Some gay-rights advocates said Obama's move wasn't particularly courageous or pioneering. Former Vice President Dick Cheney and former first lady Laura Bush are among prominent Republicans who have endorsed same-sex marriage.
A new AP-GfK poll of adult Americans showed Obama with a 21 percentage point lead over Romney on the question of who is most trusted to handle "social issues such as abortion and same-sex marriage."
Starting last year, small majorities of Americans told the Gallup poll that gay marriage should be legal.
Republican consultant Matt Mackowiak said Obama needs to fire up liberal potential donors and seems willing to worry about blue-collar workers in swing states later.
"Obama's decision will hurt him in Indiana, Virginia, North Carolina, rural Pennsylvania, northern Florida, rural Missouri, lots of places that he needs," Mackowiak said. "The map just improved for Mitt Romney."
Perhaps. But few Democrats expect Obama to try hard in Indiana and Missouri. And he can easily win re-election without North Carolina and Virginia, provided he carries Ohio or Florida and doesn't lose states such as Michigan, Wisconsin and Pennsylvania.
Jen Psaki, a former Obama aide, said Democrats might be able to turn the issue against Romney.
"In his pursuit of acceptance by conservatives," she said, "Mitt Romney's support for a federal marriage amendment would be the first time we amended the Constitution to deny Americans equal rights, which is alarming to most people."
It seems highly unlikely that the U.S. Constitution will be amended to ban or safeguard same-sex marriage.
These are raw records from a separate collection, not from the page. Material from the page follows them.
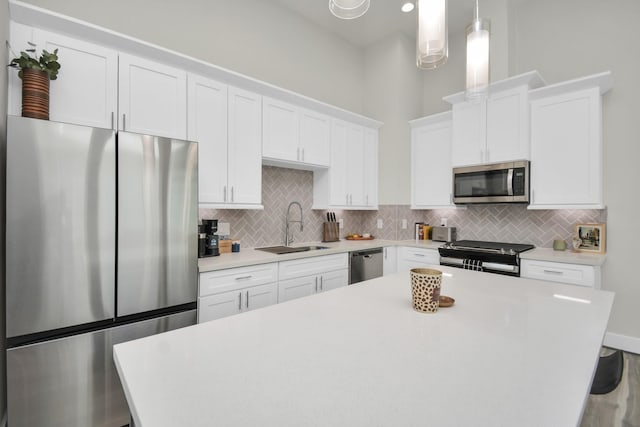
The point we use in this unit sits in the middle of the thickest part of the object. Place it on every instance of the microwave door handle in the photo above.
(510, 182)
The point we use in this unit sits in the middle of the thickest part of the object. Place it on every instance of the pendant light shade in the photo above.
(348, 9)
(478, 35)
(432, 49)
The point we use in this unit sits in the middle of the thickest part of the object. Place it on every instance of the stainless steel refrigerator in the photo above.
(101, 248)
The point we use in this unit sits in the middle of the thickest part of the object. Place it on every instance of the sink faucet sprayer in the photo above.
(288, 240)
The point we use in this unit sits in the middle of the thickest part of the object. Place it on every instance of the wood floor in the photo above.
(621, 407)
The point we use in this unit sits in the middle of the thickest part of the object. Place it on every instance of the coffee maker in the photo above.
(207, 238)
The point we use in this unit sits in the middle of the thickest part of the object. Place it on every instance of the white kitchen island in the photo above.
(509, 352)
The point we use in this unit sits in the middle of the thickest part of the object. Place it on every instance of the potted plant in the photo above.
(36, 72)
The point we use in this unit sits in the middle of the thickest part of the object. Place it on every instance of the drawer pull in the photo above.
(556, 272)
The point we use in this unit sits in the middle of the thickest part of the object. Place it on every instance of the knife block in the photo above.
(330, 232)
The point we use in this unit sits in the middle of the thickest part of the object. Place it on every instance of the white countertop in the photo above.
(510, 352)
(252, 256)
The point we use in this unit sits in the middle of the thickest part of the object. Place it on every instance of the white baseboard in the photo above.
(622, 342)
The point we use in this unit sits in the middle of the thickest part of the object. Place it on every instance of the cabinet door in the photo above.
(245, 147)
(566, 151)
(297, 288)
(390, 260)
(261, 296)
(152, 98)
(315, 137)
(338, 168)
(280, 134)
(507, 126)
(355, 164)
(333, 280)
(468, 133)
(370, 156)
(207, 124)
(219, 305)
(86, 89)
(431, 178)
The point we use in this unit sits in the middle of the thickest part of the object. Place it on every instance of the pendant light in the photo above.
(478, 33)
(348, 9)
(432, 49)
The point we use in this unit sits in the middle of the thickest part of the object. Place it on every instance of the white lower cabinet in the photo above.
(573, 274)
(389, 260)
(307, 276)
(409, 258)
(234, 290)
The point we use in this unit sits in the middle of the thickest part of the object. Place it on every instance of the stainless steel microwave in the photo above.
(495, 183)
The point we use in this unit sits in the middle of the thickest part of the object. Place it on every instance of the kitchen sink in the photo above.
(279, 250)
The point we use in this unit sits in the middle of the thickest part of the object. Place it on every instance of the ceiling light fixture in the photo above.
(348, 9)
(407, 6)
(432, 49)
(478, 33)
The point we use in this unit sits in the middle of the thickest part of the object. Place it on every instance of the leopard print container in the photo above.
(425, 289)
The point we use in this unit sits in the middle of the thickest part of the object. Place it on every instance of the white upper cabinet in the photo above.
(351, 182)
(294, 136)
(226, 123)
(566, 144)
(86, 89)
(315, 137)
(245, 149)
(431, 177)
(494, 129)
(207, 124)
(152, 98)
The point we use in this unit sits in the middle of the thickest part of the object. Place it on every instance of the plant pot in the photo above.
(35, 94)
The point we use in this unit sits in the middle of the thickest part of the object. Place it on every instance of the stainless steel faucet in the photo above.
(287, 239)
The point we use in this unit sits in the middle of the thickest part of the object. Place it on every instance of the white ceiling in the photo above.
(383, 19)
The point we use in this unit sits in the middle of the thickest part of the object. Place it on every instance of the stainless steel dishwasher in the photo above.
(365, 265)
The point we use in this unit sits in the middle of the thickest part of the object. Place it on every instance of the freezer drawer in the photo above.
(73, 382)
(61, 225)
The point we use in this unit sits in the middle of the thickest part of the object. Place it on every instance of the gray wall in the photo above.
(4, 27)
(562, 40)
(573, 38)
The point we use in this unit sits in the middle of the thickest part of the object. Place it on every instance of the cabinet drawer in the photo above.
(574, 274)
(419, 255)
(313, 265)
(215, 282)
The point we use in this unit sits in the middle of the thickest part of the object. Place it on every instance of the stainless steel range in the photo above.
(492, 257)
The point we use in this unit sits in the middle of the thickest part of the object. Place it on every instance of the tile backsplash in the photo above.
(280, 186)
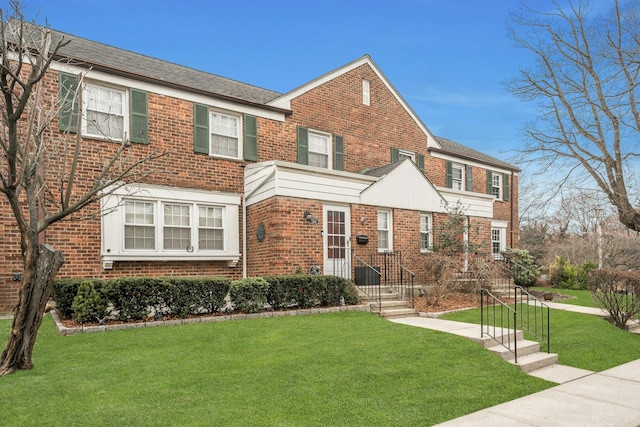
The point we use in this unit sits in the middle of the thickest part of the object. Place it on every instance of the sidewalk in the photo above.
(608, 398)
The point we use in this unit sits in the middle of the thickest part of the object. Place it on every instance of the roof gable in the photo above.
(403, 186)
(284, 101)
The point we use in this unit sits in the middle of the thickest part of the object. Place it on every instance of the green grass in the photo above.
(582, 298)
(346, 369)
(581, 340)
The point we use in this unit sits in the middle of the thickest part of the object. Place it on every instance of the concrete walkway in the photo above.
(584, 398)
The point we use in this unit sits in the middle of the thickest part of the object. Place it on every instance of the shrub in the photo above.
(523, 267)
(618, 293)
(249, 295)
(563, 274)
(132, 297)
(63, 293)
(305, 290)
(88, 305)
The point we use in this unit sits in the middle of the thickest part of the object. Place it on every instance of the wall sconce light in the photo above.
(310, 219)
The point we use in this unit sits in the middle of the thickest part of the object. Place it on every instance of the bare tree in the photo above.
(39, 170)
(585, 81)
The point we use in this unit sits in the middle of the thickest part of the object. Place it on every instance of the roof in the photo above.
(88, 53)
(84, 52)
(383, 170)
(451, 147)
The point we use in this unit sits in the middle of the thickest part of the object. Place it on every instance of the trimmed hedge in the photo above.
(136, 298)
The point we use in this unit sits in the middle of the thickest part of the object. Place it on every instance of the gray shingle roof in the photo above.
(85, 52)
(456, 149)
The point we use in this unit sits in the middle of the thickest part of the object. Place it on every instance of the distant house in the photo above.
(260, 182)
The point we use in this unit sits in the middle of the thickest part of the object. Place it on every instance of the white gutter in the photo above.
(244, 219)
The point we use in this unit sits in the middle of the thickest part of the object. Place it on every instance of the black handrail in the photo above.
(368, 279)
(494, 312)
(535, 315)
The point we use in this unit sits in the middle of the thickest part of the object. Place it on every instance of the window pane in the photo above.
(210, 228)
(224, 135)
(177, 227)
(318, 150)
(104, 111)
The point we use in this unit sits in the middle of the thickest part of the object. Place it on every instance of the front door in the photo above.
(337, 241)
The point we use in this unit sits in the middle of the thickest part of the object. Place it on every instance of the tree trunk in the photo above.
(35, 289)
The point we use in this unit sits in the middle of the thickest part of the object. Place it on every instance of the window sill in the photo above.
(109, 259)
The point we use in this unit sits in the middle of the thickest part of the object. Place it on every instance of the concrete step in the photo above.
(525, 347)
(535, 361)
(503, 336)
(388, 305)
(398, 313)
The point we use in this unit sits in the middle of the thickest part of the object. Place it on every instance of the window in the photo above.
(425, 232)
(457, 176)
(405, 154)
(177, 227)
(496, 185)
(210, 228)
(104, 112)
(139, 226)
(496, 243)
(366, 94)
(169, 224)
(384, 231)
(319, 149)
(225, 131)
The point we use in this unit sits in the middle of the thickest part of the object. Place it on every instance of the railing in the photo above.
(384, 270)
(367, 279)
(529, 313)
(533, 315)
(496, 317)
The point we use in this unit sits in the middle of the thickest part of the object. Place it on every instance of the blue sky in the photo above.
(447, 58)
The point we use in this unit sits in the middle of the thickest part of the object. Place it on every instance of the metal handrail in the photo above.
(364, 288)
(538, 315)
(500, 313)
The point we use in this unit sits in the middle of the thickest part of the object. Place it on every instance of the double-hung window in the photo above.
(149, 223)
(177, 226)
(225, 134)
(104, 112)
(210, 228)
(425, 232)
(496, 243)
(319, 149)
(384, 231)
(139, 226)
(496, 185)
(457, 176)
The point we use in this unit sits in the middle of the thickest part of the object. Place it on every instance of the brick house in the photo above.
(257, 182)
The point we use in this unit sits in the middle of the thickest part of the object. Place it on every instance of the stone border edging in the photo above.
(64, 331)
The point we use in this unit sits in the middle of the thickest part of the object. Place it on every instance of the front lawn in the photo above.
(581, 340)
(582, 298)
(346, 369)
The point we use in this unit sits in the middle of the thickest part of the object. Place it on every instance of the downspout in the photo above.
(244, 218)
(511, 231)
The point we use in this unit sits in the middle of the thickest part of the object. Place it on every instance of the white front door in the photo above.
(337, 241)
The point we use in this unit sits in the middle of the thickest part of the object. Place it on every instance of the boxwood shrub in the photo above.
(136, 298)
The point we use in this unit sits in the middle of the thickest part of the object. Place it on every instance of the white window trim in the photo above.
(125, 111)
(402, 154)
(239, 130)
(113, 224)
(500, 187)
(389, 230)
(429, 231)
(366, 92)
(502, 227)
(462, 175)
(329, 146)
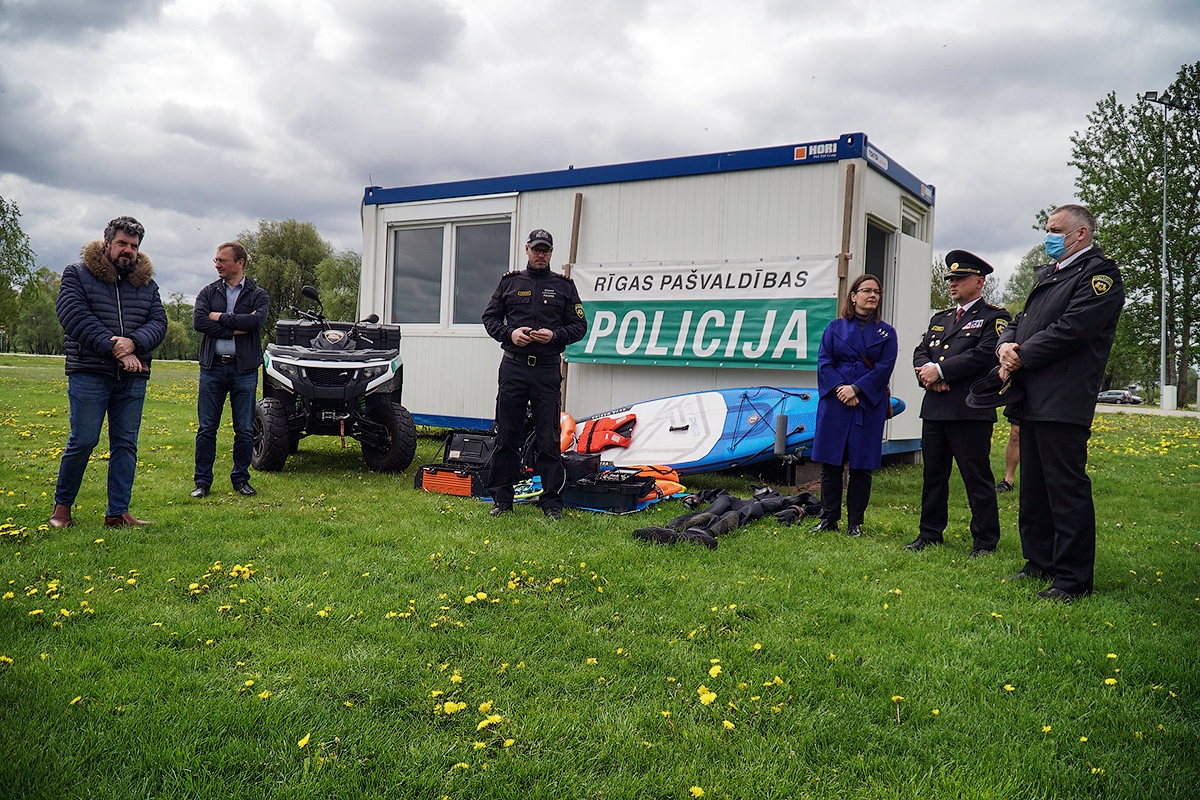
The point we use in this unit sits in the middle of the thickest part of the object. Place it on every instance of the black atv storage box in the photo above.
(617, 489)
(579, 465)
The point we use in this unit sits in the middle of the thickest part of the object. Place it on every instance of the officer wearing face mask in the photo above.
(1059, 348)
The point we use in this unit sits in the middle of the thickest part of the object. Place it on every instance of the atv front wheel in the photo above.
(395, 450)
(271, 439)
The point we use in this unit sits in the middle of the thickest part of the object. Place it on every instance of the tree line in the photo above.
(283, 256)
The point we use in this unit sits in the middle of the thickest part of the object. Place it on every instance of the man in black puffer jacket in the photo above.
(112, 318)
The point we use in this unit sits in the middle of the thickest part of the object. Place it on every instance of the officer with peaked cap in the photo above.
(534, 313)
(959, 349)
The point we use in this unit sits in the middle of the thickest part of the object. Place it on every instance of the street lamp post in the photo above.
(1167, 398)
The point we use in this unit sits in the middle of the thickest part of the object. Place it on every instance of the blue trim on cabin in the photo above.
(849, 145)
(442, 421)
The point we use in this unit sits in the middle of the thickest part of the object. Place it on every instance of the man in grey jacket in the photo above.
(231, 313)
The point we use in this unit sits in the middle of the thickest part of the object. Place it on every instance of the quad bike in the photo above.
(333, 379)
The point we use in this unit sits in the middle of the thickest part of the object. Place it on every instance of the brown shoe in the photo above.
(124, 519)
(61, 516)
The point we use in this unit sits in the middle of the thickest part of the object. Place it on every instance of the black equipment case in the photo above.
(466, 462)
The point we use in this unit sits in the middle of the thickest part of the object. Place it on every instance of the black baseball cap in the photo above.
(540, 236)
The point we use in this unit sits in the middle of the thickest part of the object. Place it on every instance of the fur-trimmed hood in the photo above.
(97, 263)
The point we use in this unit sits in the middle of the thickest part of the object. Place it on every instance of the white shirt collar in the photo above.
(1071, 258)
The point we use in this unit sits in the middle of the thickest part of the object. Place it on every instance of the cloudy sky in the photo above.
(203, 116)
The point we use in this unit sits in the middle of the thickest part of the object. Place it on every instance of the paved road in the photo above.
(1107, 408)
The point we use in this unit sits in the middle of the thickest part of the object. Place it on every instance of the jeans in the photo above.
(216, 383)
(93, 396)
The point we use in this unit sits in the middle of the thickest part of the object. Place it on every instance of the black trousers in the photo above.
(1057, 518)
(969, 443)
(538, 388)
(858, 494)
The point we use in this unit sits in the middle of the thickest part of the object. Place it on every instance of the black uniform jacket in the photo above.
(1066, 334)
(966, 353)
(535, 299)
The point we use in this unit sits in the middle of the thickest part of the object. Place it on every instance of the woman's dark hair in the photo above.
(847, 310)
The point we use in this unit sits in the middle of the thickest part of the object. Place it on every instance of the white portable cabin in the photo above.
(432, 256)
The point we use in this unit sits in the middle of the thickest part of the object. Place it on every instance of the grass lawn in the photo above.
(342, 635)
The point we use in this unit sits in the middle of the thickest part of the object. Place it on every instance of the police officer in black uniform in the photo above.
(1059, 348)
(958, 349)
(534, 313)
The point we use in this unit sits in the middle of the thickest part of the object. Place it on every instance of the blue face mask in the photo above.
(1055, 246)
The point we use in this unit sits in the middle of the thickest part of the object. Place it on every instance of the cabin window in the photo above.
(481, 257)
(443, 272)
(417, 275)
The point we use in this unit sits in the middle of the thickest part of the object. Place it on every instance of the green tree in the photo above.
(1020, 282)
(16, 268)
(183, 341)
(283, 257)
(1120, 162)
(37, 323)
(337, 278)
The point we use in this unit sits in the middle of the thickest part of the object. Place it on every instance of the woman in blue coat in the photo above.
(858, 352)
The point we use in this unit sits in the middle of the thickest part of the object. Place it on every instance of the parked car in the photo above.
(1117, 396)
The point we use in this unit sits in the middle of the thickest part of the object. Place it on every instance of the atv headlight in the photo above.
(367, 373)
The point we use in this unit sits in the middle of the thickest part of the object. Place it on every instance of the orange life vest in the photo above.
(606, 432)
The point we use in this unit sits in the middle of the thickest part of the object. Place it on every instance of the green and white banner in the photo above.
(766, 313)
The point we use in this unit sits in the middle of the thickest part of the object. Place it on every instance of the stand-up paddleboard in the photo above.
(715, 429)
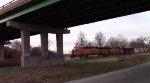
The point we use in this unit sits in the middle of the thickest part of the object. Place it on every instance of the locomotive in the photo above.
(84, 51)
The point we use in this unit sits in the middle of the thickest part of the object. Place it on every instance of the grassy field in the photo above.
(70, 70)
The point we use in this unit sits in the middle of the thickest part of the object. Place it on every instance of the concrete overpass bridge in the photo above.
(23, 18)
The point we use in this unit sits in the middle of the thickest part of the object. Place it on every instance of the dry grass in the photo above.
(69, 71)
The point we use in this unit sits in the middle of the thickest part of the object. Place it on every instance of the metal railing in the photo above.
(8, 3)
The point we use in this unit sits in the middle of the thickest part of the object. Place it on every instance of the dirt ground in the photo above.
(59, 74)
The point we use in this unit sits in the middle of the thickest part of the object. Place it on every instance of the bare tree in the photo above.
(100, 39)
(81, 41)
(16, 45)
(148, 42)
(139, 42)
(122, 41)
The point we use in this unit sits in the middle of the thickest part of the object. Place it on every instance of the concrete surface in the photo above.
(137, 74)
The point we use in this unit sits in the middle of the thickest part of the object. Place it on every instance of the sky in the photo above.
(130, 26)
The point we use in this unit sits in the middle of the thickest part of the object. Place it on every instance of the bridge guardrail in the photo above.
(8, 3)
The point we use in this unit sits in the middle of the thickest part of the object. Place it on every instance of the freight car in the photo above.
(85, 51)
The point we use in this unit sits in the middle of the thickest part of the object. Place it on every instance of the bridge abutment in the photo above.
(45, 59)
(1, 52)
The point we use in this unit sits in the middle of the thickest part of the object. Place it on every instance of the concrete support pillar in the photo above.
(25, 41)
(44, 43)
(1, 52)
(59, 39)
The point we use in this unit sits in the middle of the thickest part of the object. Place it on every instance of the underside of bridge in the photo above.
(30, 17)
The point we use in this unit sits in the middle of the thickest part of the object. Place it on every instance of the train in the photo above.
(106, 51)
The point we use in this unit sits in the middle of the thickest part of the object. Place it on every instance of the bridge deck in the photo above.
(68, 13)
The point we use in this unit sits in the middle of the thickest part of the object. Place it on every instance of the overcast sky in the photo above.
(130, 26)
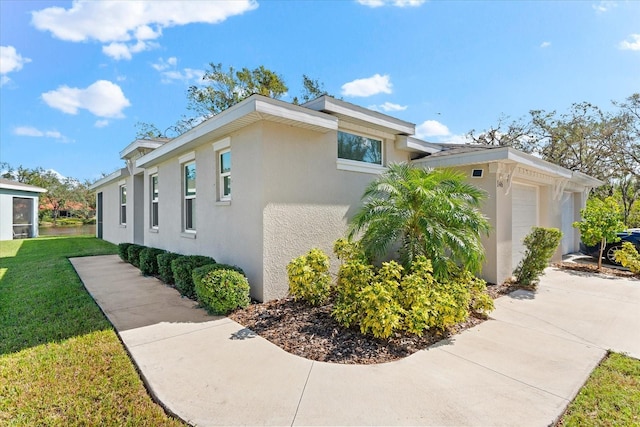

Obama's comments Wednesday were more symbolic than substantive. But symbols matter when they come from the White House.
Democrats believe the president has his finger on the pulse of a fast-changing society. From a presidential election standpoint, opposition to same-sex marriage will matter only in the handful of states truly up for grabs on Nov. 6. If that opposition is sufficiently intense and organized, it could deal a surprising blow to the president.
For now, Romney, Boehner and mainstream GOP strategists seem more willing to focus on the struggling economy.
EDITOR'S NOTE _ Charles Babington covers national politics for The Associated Press.